Pelo pedaço de terra perdido, onde também ficava a casa da família, o curral, o chiqueiro e três poços de água já escavados, seu Adão foi indenizado em 62.000 reais. Para reconstruir o que ficou para trás, a alguns metros de distância, usou todo o dinheiro e vendeu uns garrotes para complementar os gastos. Hoje, só restou um poço na terra, onde a comunidade do entorno busca água para dar aos animais e que serve também para os afazeres da casa. O que era usado pela família para beber, com água potável, foi soterrado. Eles precisam comprar água.
"Hoje, os vizinhos atrás dessa parede choram, todos estão sofrendo. Fico aqui só imaginando como vou usar a água dessa barragem quando ela estiver pronta", planeja. As obras, neste trecho, estão paralisadas no momento. Além da parede, de um pedaço do canal, e dos buracos deixados pelas máquinas, não há por ali sinais de uma futura represa.
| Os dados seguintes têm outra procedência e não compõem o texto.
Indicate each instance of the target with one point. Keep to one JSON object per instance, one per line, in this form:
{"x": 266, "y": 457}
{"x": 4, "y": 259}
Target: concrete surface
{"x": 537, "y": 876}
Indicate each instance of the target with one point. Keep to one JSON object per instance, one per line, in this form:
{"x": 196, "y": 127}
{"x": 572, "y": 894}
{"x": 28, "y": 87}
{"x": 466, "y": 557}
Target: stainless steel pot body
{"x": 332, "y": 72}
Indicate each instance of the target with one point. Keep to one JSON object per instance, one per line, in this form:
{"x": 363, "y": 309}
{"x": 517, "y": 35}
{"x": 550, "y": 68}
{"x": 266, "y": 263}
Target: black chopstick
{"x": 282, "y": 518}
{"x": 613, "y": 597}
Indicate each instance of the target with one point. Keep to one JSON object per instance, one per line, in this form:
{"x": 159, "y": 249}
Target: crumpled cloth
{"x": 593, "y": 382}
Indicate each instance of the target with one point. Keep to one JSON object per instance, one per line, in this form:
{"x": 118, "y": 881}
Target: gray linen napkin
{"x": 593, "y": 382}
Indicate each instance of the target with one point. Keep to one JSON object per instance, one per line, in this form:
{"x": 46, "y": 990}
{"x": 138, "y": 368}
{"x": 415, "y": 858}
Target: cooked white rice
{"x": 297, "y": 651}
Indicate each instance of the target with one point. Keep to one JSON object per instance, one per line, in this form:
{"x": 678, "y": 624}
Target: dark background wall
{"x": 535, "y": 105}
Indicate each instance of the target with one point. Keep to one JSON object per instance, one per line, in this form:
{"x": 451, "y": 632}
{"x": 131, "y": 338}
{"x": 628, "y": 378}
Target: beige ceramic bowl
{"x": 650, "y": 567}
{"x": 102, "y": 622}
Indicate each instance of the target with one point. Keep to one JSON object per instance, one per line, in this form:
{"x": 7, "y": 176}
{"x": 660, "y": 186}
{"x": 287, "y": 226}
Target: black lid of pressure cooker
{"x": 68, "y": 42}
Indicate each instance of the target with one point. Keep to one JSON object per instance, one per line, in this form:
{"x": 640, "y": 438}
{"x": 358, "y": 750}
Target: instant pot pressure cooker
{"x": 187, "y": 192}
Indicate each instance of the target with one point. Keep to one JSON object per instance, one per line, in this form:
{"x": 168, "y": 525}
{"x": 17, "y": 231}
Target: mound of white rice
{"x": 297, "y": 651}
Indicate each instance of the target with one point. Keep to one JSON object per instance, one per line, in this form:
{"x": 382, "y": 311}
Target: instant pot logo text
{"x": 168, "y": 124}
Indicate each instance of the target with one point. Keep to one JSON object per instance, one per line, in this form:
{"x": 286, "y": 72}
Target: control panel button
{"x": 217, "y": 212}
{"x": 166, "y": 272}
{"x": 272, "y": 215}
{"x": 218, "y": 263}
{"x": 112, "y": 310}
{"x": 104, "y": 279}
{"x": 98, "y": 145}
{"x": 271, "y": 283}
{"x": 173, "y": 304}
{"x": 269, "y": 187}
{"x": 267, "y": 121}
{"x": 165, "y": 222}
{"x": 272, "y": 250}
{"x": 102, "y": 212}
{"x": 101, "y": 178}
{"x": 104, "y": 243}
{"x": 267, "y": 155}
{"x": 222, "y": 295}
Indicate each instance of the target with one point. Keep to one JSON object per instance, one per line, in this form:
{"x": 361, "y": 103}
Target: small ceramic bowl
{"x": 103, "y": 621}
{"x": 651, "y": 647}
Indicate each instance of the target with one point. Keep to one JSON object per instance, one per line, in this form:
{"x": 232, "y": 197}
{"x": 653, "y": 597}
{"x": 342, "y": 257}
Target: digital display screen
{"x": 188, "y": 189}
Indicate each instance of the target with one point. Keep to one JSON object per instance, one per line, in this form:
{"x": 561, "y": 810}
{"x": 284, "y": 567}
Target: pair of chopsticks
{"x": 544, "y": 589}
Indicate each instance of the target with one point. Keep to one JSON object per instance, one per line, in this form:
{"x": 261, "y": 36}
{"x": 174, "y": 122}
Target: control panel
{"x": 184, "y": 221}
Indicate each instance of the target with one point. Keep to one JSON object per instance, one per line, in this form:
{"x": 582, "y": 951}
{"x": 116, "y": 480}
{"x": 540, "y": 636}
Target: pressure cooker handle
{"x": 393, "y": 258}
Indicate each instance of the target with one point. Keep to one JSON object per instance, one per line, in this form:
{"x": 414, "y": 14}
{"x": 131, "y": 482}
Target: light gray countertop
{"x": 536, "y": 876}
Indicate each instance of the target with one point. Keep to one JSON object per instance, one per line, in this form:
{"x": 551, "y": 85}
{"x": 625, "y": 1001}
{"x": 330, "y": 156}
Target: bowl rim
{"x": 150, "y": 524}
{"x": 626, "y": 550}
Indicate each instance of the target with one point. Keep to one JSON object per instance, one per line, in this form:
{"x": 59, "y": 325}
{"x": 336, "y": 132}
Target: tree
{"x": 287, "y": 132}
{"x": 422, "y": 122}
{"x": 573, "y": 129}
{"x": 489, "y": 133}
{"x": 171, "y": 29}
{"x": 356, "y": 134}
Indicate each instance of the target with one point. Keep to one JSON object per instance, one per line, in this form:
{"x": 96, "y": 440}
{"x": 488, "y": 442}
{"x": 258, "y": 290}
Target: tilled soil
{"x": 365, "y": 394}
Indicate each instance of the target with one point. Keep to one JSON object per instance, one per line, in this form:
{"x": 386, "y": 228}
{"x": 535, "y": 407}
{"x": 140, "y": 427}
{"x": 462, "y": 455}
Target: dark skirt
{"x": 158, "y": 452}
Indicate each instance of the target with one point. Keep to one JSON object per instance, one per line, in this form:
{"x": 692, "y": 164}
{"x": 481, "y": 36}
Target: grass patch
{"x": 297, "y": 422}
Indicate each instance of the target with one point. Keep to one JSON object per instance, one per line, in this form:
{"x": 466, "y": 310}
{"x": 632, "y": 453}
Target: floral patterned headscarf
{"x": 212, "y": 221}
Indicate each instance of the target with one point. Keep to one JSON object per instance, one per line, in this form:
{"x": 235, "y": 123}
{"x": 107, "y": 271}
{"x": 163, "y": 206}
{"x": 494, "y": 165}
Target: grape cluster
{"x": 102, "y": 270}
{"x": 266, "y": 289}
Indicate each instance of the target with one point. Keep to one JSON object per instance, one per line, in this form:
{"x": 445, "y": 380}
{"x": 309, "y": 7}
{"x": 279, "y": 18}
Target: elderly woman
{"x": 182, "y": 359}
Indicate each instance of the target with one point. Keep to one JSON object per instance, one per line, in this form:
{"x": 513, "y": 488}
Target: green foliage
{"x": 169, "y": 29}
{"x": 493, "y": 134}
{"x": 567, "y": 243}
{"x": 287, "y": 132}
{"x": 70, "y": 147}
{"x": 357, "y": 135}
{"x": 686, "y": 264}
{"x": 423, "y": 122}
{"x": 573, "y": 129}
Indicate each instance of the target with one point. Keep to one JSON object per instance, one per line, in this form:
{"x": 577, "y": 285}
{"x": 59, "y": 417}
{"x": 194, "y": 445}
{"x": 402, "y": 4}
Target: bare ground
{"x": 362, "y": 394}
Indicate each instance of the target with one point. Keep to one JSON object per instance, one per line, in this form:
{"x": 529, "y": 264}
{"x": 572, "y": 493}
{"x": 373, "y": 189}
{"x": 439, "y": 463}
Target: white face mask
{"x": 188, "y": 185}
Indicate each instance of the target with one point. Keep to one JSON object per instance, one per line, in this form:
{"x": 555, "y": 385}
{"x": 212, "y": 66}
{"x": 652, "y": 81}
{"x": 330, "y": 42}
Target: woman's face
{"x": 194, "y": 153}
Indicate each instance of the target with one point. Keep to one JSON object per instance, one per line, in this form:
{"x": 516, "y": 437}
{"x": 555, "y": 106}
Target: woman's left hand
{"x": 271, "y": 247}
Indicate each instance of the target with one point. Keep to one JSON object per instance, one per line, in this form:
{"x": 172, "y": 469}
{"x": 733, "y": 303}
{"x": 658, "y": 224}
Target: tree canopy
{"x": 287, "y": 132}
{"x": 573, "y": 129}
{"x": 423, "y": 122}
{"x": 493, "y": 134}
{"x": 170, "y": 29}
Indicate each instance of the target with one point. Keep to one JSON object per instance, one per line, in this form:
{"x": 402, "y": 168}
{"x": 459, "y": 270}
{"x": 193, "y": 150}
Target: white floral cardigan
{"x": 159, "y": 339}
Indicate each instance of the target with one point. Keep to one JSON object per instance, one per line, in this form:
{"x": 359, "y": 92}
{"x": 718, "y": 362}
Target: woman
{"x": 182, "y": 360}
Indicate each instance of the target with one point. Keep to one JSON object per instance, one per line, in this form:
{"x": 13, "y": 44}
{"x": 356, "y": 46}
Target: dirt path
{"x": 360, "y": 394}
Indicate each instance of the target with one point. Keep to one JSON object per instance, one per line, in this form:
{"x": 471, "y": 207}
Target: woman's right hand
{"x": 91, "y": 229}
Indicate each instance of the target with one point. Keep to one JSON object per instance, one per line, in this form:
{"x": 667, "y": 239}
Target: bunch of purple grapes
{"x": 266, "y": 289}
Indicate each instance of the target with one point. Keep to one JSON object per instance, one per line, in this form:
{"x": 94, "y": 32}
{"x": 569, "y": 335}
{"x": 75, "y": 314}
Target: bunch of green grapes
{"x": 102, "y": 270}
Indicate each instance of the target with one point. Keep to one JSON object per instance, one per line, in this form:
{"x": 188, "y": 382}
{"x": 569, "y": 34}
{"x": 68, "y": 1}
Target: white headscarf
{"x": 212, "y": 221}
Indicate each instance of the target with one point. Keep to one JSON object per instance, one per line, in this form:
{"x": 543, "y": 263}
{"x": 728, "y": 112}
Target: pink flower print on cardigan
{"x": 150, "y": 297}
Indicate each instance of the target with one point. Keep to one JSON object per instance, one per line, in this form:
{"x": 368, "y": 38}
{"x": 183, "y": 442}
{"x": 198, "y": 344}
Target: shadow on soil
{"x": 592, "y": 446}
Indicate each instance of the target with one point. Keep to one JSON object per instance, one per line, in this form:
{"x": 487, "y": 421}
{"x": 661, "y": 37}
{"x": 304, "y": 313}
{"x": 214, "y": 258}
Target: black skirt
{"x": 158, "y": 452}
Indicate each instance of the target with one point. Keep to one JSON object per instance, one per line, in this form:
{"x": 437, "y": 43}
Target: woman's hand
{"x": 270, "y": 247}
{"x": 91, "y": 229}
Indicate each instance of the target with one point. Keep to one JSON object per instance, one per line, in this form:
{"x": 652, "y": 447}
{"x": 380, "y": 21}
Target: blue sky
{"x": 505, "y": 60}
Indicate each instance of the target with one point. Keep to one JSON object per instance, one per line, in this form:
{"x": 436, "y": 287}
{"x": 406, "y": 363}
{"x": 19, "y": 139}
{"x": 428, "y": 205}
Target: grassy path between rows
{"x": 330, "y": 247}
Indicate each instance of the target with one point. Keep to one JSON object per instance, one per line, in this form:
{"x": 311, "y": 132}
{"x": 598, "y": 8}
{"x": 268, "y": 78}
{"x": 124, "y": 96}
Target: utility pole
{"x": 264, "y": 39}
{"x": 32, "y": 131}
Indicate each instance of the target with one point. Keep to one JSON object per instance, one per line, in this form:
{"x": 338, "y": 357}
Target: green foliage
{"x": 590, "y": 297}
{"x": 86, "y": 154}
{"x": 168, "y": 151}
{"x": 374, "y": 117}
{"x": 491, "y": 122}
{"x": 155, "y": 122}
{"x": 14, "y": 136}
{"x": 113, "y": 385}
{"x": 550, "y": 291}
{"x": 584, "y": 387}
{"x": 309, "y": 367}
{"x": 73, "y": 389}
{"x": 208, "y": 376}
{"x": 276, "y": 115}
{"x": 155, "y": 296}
A espera pelo lote irrigado
Por toda uma vida, José Onório dos Santos, de 64 anos, só conhecia um jeito de trabalhar: plantava sua roça num pedaço de lote que pertencia a um fazendeiro, pegava dinheiro emprestado com ele para comprar comida e veneno para as pragas da lavoura e, no dia da colheita, entregava metade da produção para o patrão. Com a outra metade, pagava as dívidas com o próprio fazendeiro. “Às vezes não sobrava nada de dinheiro e a gente ainda ficava devendo. Mas o patrão era bom, não cobrava o que faltava e começava a contar do zero no outro mês.”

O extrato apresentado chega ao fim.